- Developer Network 2 (or “devnet 2”) was released this week to help client teams.
- The ability to withdraw ETH will finally go live with the Shanghai upgrade.
The Ethereum core development team has said that they are making steady progress toward their March launch objective for Shanghai and the addition of staked ETH withdrawals to the Ethereum network.
Developer Network 2 (or “devnet 2”) was released this week to help client teams fine-tune the ETH withdrawal procedure. A developer call held on Thursday indicated that the launch of the network was successful with just a few minor issues.
Withdrawing Staked ETH
The core feature of Ethereum’s long-awaited Shanghai update, the ability to withdraw ETH, will finally go live. The “merge” update in the past switched Ethereum to a proof-of-stake architecture, whereby users validate transactions and maintain network security by committing ETH to the network. Additionally, these validators get freshly mined ETH for their efforts.

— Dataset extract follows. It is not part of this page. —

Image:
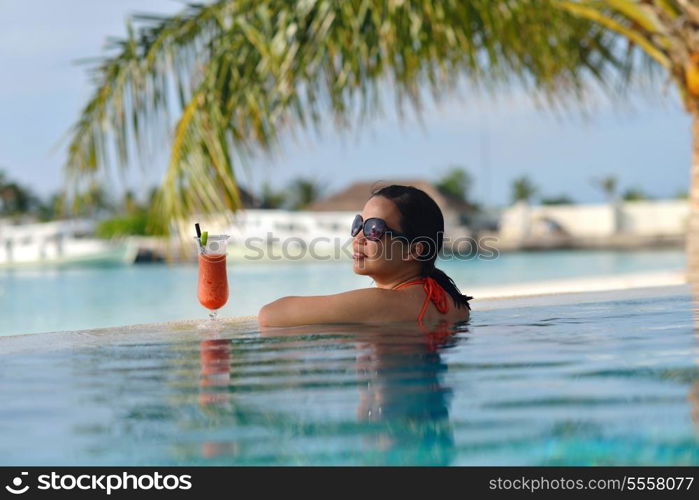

To prepare for the update, Ethereum staking was made available to network users even before the merging. As of right present, the staking contract contains ETH valued at around $22.7 billion. Unfortunately, unstaking remains a pipe dream for these people, and the ETH they promised remains permanently locked away.
If everything goes as planned, this feature will be included with the Shanghai update to Ethereum. For instance, the Shanghai upgrade was supposed to include a number of other highly anticipated upgrades, such as proto-danksharding, a simplified data-sampling procedure that would significantly reduce the cost and increase the speed of layer-2 transactions on Ethereum. Shanghai finally abandoned proto-danksharding in favor of speeding up the rollout of ETH withdrawals. Instead, the rollout of the functionality is anticipated for later on this year.